Зато она лихо и ловко водит свою «Бэшечку», что тоже всегда было предметом зависти многих. Мила не стеснялась говорить, что за руль машины села всего пару лет назад, когда, как утверждают специалисты, женский мозг почти не способен к реактивной деятельности. Да, она пару раз ударяла машину. Особо жалко не было, поскольку в этой «девочке» были сосредоточены минимальные личные средства, ибо в основном машина состояла из денег издательства, купившего несколько служебных машин для руководства. А Мила умудрилась взять «девочку» в личную собственность, оформив хитрый кредит, который теперь дружно выплачивал весь ее отдел в виде неких загадочных «профсоюзных взносов» в размере 5 процентов от оклада ежемесячно. Сотрудники каждый месяц по этому поводу глухо урчали, но до разборок дело не доходило, а если бы дошло, Мила без церемоний выставила бы таких умников за дверь. Да еще и зарплату им не выплатила. Были такие случаи.

Отдел издательства, который она возглавляла, назывался Дирекцией оригинальных проектов. Это был придаток к одному известному издательскому дому. Выпускала Мила ряд журналов на злобу дня: для деловых дам, готовых выложить в одночасье 100 тысяч рублей за рекламную полосу в надежде на то, что сработают заоблачные тиражи и дамы обретут партнеров и инвесторов по всей России.
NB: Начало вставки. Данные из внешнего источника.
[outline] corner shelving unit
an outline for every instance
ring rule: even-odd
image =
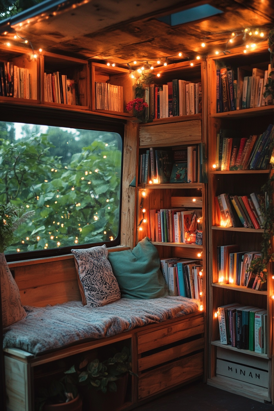
[[[216,171],[212,168],[215,162],[216,134],[220,128],[240,130],[243,137],[261,134],[269,124],[273,124],[274,106],[216,113],[216,65],[221,67],[253,68],[266,70],[269,61],[269,52],[266,44],[258,45],[253,51],[244,55],[242,49],[235,48],[228,55],[210,56],[208,60],[208,107],[209,113],[208,167],[209,169],[209,243],[208,252],[208,326],[209,357],[207,383],[261,402],[271,402],[274,398],[272,361],[273,280],[269,278],[267,291],[257,291],[246,287],[218,282],[217,247],[220,245],[238,244],[239,251],[261,249],[260,243],[264,230],[244,228],[218,226],[215,221],[214,198],[223,193],[238,195],[260,192],[267,181],[269,170]],[[217,60],[217,61],[216,61]],[[218,61],[219,60],[219,61]],[[221,61],[219,61],[221,60]],[[268,341],[267,354],[260,354],[248,350],[238,349],[230,345],[221,344],[219,322],[214,313],[221,305],[239,302],[243,305],[252,305],[267,310]],[[221,355],[220,355],[221,354]],[[255,365],[265,369],[268,376],[267,383],[256,384],[243,377],[228,378],[218,369],[218,358],[226,358],[231,366],[239,364],[243,370]],[[257,361],[254,364],[254,361]],[[231,362],[230,363],[230,362]],[[248,375],[248,374],[247,374]],[[273,378],[273,376],[272,376]],[[251,380],[251,379],[250,379]],[[255,384],[255,385],[254,385]]]

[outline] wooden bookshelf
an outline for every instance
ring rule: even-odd
[[[91,65],[91,101],[92,109],[98,113],[121,114],[128,117],[132,117],[132,113],[129,113],[126,110],[127,104],[135,98],[133,92],[134,82],[131,79],[130,72],[127,69],[112,66],[101,63],[92,62]],[[99,110],[96,108],[96,88],[95,83],[109,83],[113,85],[122,86],[123,87],[123,101],[122,112],[111,111],[107,110]]]
[[[63,109],[88,110],[90,106],[88,65],[87,62],[78,58],[68,57],[54,53],[42,52],[40,55],[40,78],[41,102],[46,106]],[[52,74],[58,72],[74,80],[76,85],[78,104],[71,105],[45,101],[44,95],[44,73]]]
[[[210,56],[207,64],[208,114],[208,152],[209,168],[208,224],[209,227],[209,287],[208,321],[208,383],[222,389],[250,397],[254,386],[243,381],[216,375],[216,348],[226,349],[230,353],[241,353],[248,359],[244,364],[248,366],[252,361],[248,358],[257,357],[268,360],[269,380],[268,389],[257,387],[256,399],[269,401],[274,394],[273,388],[271,393],[271,375],[273,375],[272,358],[272,309],[273,280],[269,278],[267,291],[253,290],[243,286],[218,282],[217,247],[219,246],[237,244],[239,251],[260,251],[264,230],[244,227],[219,226],[215,208],[214,197],[222,193],[233,195],[247,195],[253,192],[260,192],[261,187],[268,178],[269,170],[244,170],[237,171],[215,170],[212,165],[215,163],[217,134],[221,128],[239,130],[242,137],[249,137],[253,134],[263,133],[269,124],[273,124],[274,106],[235,110],[226,113],[216,113],[216,64],[222,67],[242,67],[266,70],[268,67],[269,54],[266,43],[258,45],[257,49],[244,54],[242,48],[235,48],[229,55],[221,57]],[[220,60],[220,61],[218,61]],[[237,70],[236,70],[237,72]],[[249,350],[238,350],[230,345],[221,344],[219,341],[218,318],[214,313],[218,307],[226,304],[239,302],[243,305],[251,305],[267,310],[267,353],[257,354]],[[228,354],[229,355],[230,354]],[[244,361],[244,360],[243,360]],[[229,381],[228,383],[228,381]]]
[[[0,45],[0,62],[12,62],[18,67],[28,69],[31,78],[32,98],[0,96],[0,102],[12,104],[33,104],[40,103],[40,59],[39,53],[37,57],[34,54],[29,45],[25,47],[9,47],[5,44]]]

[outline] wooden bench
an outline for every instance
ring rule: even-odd
[[[109,251],[128,248],[115,247]],[[24,305],[44,307],[81,300],[72,255],[9,265],[13,270]],[[37,357],[21,350],[6,349],[7,409],[34,411],[35,395],[43,378],[54,378],[67,369],[67,363],[74,363],[83,353],[95,358],[106,346],[119,347],[124,343],[131,346],[133,371],[138,376],[129,379],[126,402],[120,409],[131,409],[167,390],[203,375],[204,332],[203,313],[198,312]]]

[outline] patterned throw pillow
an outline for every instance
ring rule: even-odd
[[[0,282],[3,327],[22,320],[27,315],[21,304],[17,285],[12,275],[4,253],[0,253]]]
[[[120,290],[104,245],[73,249],[71,252],[79,275],[78,283],[83,305],[101,307],[120,299]]]

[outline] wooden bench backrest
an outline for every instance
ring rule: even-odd
[[[109,249],[108,252],[129,248]],[[23,305],[45,307],[81,300],[71,254],[10,263],[9,266],[14,271]]]

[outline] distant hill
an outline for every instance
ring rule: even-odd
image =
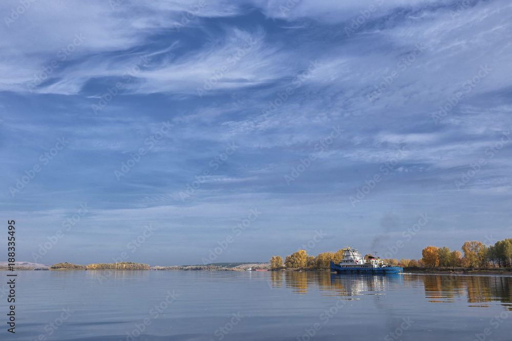
[[[210,263],[207,264],[195,265],[181,265],[179,266],[152,266],[151,270],[224,270],[240,271],[249,267],[268,269],[270,264],[263,262],[241,262],[237,263]]]
[[[8,262],[0,262],[0,266],[8,266]],[[32,267],[50,267],[51,265],[31,262],[14,262],[15,266],[31,266]]]
[[[213,265],[214,266],[221,266],[222,267],[238,267],[240,265],[258,265],[259,264],[268,264],[268,262],[245,262],[240,263],[210,263],[205,264],[206,265]]]

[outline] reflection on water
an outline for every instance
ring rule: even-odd
[[[271,271],[270,285],[273,288],[288,288],[294,294],[307,294],[317,289],[323,296],[346,297],[382,295],[403,287],[422,286],[429,302],[465,301],[470,307],[486,307],[488,303],[497,302],[512,310],[509,277]]]
[[[512,310],[512,278],[499,276],[428,275],[418,276],[423,280],[429,302],[454,302],[465,297],[471,307],[488,307],[478,304],[498,302]]]

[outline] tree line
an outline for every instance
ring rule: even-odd
[[[57,264],[54,264],[52,265],[50,269],[76,269],[76,270],[85,270],[86,266],[81,265],[80,264],[73,264],[72,263],[68,263],[66,262],[65,263],[57,263]]]
[[[299,250],[290,256],[285,257],[284,262],[280,256],[272,256],[269,261],[270,269],[279,270],[286,268],[298,268],[316,270],[328,269],[331,268],[331,262],[338,264],[342,261],[344,253],[344,251],[340,249],[336,252],[323,252],[318,254],[316,257],[313,257],[308,255],[304,250]],[[369,257],[371,256],[372,255],[369,254],[365,256],[365,259],[368,259]],[[382,260],[389,264],[398,263],[398,261],[396,259]]]
[[[77,270],[149,270],[150,266],[147,264],[140,264],[133,262],[101,263],[92,264],[87,266],[66,262],[65,263],[54,264],[50,268],[51,269],[70,269]]]
[[[390,265],[403,267],[512,267],[512,238],[496,242],[488,246],[476,241],[466,241],[461,248],[452,251],[449,247],[438,248],[429,246],[421,251],[422,258],[418,260],[402,258],[382,259],[381,260]],[[272,256],[270,259],[270,268],[279,270],[287,268],[324,270],[330,268],[331,262],[338,264],[343,259],[344,251],[324,252],[316,257],[309,256],[304,250],[299,250],[285,257]],[[370,254],[366,259],[371,257]]]
[[[466,241],[460,251],[449,247],[429,246],[423,249],[422,262],[426,266],[512,267],[512,238],[506,238],[488,246],[479,241]]]

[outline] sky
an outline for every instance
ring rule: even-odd
[[[2,1],[0,14],[16,261],[345,246],[418,259],[510,237],[508,0]]]

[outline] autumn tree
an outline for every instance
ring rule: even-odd
[[[337,264],[342,260],[343,259],[343,254],[345,252],[343,250],[340,249],[336,252],[336,253],[332,256],[332,261],[335,264]]]
[[[435,246],[427,246],[421,251],[423,262],[427,266],[438,266],[439,259],[437,257],[437,248]]]
[[[270,258],[270,268],[275,270],[276,269],[279,269],[283,265],[283,258],[281,258],[280,256],[278,257],[275,257],[274,256],[272,256]]]
[[[306,259],[306,267],[308,269],[315,266],[315,258],[312,256],[308,256]]]
[[[439,260],[439,266],[449,266],[450,254],[450,247],[443,246],[437,249],[437,258]]]
[[[512,266],[512,238],[496,242],[494,249],[499,266]]]
[[[470,269],[473,269],[478,261],[483,246],[483,244],[479,241],[473,240],[465,242],[461,248],[464,252],[466,265],[469,266]]]
[[[453,268],[455,268],[456,266],[458,266],[460,265],[460,256],[462,256],[462,254],[460,253],[460,251],[458,251],[457,250],[452,251],[450,253],[450,265]]]
[[[299,250],[285,258],[285,266],[286,267],[304,267],[307,258],[308,254],[306,251]]]
[[[418,261],[415,259],[411,259],[409,261],[409,263],[407,265],[408,266],[418,266]]]
[[[315,266],[317,269],[329,269],[331,260],[334,255],[333,252],[323,252],[315,257]]]
[[[275,257],[274,264],[275,264],[275,267],[277,268],[283,267],[283,258],[280,256]]]
[[[480,267],[487,267],[488,265],[488,256],[489,248],[485,244],[482,245],[480,252],[477,254],[477,262]]]
[[[407,267],[408,266],[409,266],[410,261],[409,261],[409,259],[402,258],[400,260],[400,261],[398,262],[398,265],[400,266],[402,266],[402,267]]]

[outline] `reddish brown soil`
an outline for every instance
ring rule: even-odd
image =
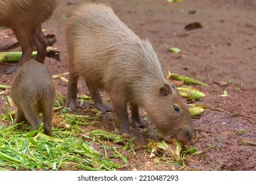
[[[68,72],[64,24],[66,16],[82,0],[59,1],[53,16],[43,28],[55,32],[55,47],[61,50],[61,61],[46,58],[45,64],[53,74]],[[205,152],[186,162],[187,170],[256,170],[256,147],[241,140],[256,143],[256,2],[253,0],[182,1],[170,3],[161,1],[97,1],[107,2],[117,16],[141,38],[148,38],[158,54],[165,74],[168,70],[201,80],[209,87],[195,87],[206,94],[196,103],[207,105],[199,119],[194,119],[199,140],[192,146]],[[195,11],[194,14],[190,11]],[[185,32],[184,27],[193,22],[203,28]],[[115,36],[115,35],[113,35]],[[165,49],[165,45],[178,47],[179,54]],[[99,51],[100,52],[101,51]],[[11,85],[15,74],[5,75],[6,64],[0,64],[0,83]],[[233,80],[228,86],[216,82]],[[88,94],[80,81],[80,94]],[[66,84],[56,80],[57,91],[66,95]],[[229,96],[221,97],[224,90]],[[5,100],[0,101],[5,111]],[[142,112],[142,110],[141,110]],[[116,126],[113,113],[103,116],[105,129]],[[151,132],[154,126],[149,120]],[[114,126],[113,126],[114,125]],[[102,126],[101,126],[102,127]],[[99,127],[101,127],[99,126]],[[245,133],[238,133],[240,129]],[[89,129],[88,129],[89,130]],[[122,170],[170,170],[164,162],[149,160],[143,149],[147,136],[134,130],[136,158],[128,158]]]

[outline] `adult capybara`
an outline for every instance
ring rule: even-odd
[[[36,47],[36,60],[43,63],[47,40],[41,31],[41,24],[49,18],[55,7],[56,0],[1,0],[0,26],[11,28],[22,47],[22,55],[17,64],[7,70],[9,74],[16,70],[31,58]]]
[[[130,133],[126,105],[132,123],[145,126],[138,106],[143,106],[164,139],[188,144],[193,136],[192,118],[177,91],[165,79],[148,40],[140,39],[111,8],[86,3],[68,20],[69,82],[66,105],[76,110],[79,77],[86,82],[95,106],[105,112],[99,89],[107,91],[119,122],[119,133]]]
[[[39,117],[41,112],[45,133],[52,136],[55,89],[48,67],[34,59],[27,61],[16,76],[11,93],[18,107],[16,122],[28,120],[34,129],[38,129],[42,122]]]

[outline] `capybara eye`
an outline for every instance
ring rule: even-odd
[[[173,105],[173,108],[174,108],[175,111],[176,112],[179,112],[180,111],[180,108],[178,108],[178,106],[176,106],[176,105]]]
[[[190,139],[191,135],[190,135],[190,132],[186,131],[186,135],[187,136],[187,138],[188,138],[188,139]]]

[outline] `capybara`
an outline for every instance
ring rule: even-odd
[[[28,120],[38,129],[43,114],[45,133],[52,136],[53,108],[55,99],[53,80],[47,66],[30,59],[16,76],[11,89],[13,102],[18,108],[16,122]]]
[[[0,26],[13,29],[22,50],[22,55],[18,62],[9,68],[6,73],[12,73],[28,60],[35,45],[38,50],[36,60],[44,62],[47,40],[41,30],[41,24],[51,16],[55,7],[55,1],[0,1]]]
[[[165,79],[157,56],[148,40],[140,39],[109,7],[85,3],[68,20],[69,82],[66,106],[76,108],[77,83],[86,83],[94,105],[105,112],[99,89],[109,93],[119,133],[130,133],[127,103],[135,127],[145,127],[139,106],[145,108],[165,140],[175,137],[188,144],[192,118],[175,85]]]

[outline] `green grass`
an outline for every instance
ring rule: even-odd
[[[97,124],[101,116],[93,110],[94,116],[68,113],[64,97],[59,95],[56,101],[53,137],[43,133],[43,124],[32,131],[29,124],[14,123],[14,113],[7,106],[0,112],[0,170],[116,170],[128,164],[122,154],[124,150],[135,152],[134,139],[104,130],[87,132],[86,126]]]

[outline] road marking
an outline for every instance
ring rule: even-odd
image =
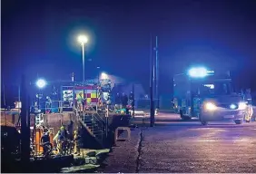
[[[251,140],[250,139],[241,139],[241,140],[192,140],[196,142],[252,142],[255,140]]]

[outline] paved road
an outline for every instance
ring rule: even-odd
[[[160,114],[156,121],[154,128],[138,129],[141,134],[132,140],[131,150],[127,143],[124,149],[120,144],[113,150],[115,167],[110,165],[104,171],[256,173],[256,122],[202,126],[198,121],[182,121],[174,114]],[[127,150],[130,156],[116,165],[119,158],[114,154],[125,159]],[[132,152],[137,157],[131,158]]]

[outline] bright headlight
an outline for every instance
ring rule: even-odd
[[[239,109],[239,110],[245,110],[246,107],[247,107],[246,102],[240,102],[240,103],[238,104],[238,109]]]
[[[212,102],[206,102],[205,103],[205,109],[206,110],[209,110],[209,111],[213,111],[213,110],[216,110],[216,105]]]

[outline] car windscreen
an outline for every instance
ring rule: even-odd
[[[201,96],[229,95],[231,92],[231,83],[226,82],[202,83],[199,87],[199,93]]]

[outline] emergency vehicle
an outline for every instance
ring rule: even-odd
[[[202,125],[222,120],[241,124],[248,107],[243,97],[233,92],[229,72],[208,71],[203,67],[174,75],[173,103],[182,120],[198,118]]]

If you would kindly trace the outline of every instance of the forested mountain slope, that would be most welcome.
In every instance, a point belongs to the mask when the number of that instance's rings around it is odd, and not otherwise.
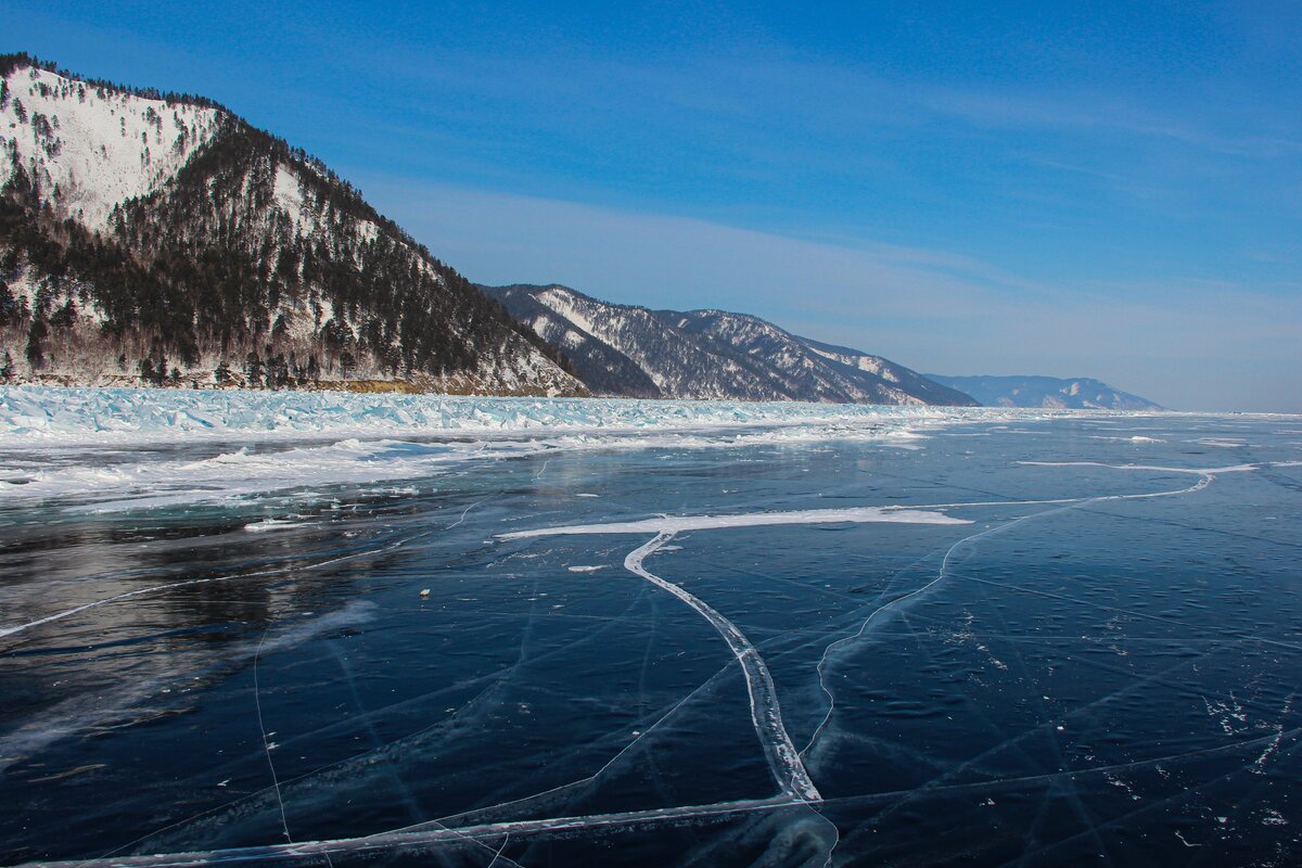
[[[484,286],[564,350],[596,394],[970,406],[900,364],[725,311],[652,311],[566,286]]]

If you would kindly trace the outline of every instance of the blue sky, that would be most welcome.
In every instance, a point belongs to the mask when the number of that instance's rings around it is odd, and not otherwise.
[[[10,0],[0,49],[212,96],[471,280],[1302,411],[1302,7],[845,5]]]

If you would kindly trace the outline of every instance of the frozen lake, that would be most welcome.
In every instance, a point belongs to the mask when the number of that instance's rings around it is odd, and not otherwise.
[[[3,864],[1302,863],[1299,418],[68,394]]]

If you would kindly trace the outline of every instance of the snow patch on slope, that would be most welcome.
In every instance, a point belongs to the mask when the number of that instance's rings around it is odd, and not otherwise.
[[[113,208],[145,197],[207,143],[221,113],[117,92],[36,68],[7,78],[0,142],[56,208],[96,232]],[[13,164],[3,169],[8,181]]]

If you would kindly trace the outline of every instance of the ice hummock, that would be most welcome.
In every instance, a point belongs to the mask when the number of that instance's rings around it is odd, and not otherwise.
[[[21,387],[0,388],[0,448],[807,424],[859,432],[876,426],[883,435],[906,436],[914,427],[1005,414],[799,402]]]

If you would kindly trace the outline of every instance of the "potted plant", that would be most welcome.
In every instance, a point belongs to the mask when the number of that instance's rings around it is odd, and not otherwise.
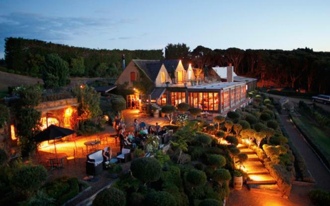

Для губернаторов, желающих показаться перед федеральной властью умелыми хозяйственниками и потому с готовностью подписывающих миллионные договоры и тоже рассчитывающих на славу о своих достижениях благодаря тиражам…

Мила умело угадывала общественные настроения, ловила актуальную тему и под нее находила рекламодателей. Точнее, не она находила, а ее подчиненные. И в том, что они это делали высокопрофессионально за сущие копейки, и заключался талант Милы. И она это знала. «Блестящий менеджер!» – гордилась собой Людмила Николаевна Грызун. И никому под страхом смертной казни не призналась бы, что огромные тиражи эти чистой воды липа, что печатает ее дирекция максимум пять тысяч экземпляров, которые по выходу из типографии мирно покоятся в стенных шкафах в кабинете журналистов. Нет, конечно, штук сто-двести экземпляров попадают в регион, о котором пишут, спецсвязью. Но вся Россия о достижениях своих субъектов не в курсе. А журналисты, у кого мозги шевелятся, и кто умудряется докопаться до истины, обычно тотчас увольняются, ошалев от такой дерзости своей начальницы. Или начинают «поднимать вопрос», что заканчивается опять же увольнением, правда, в этом случае ему сопутствует жесткий прессинг, хронометраж рабочего времени и прочие административные загогулины.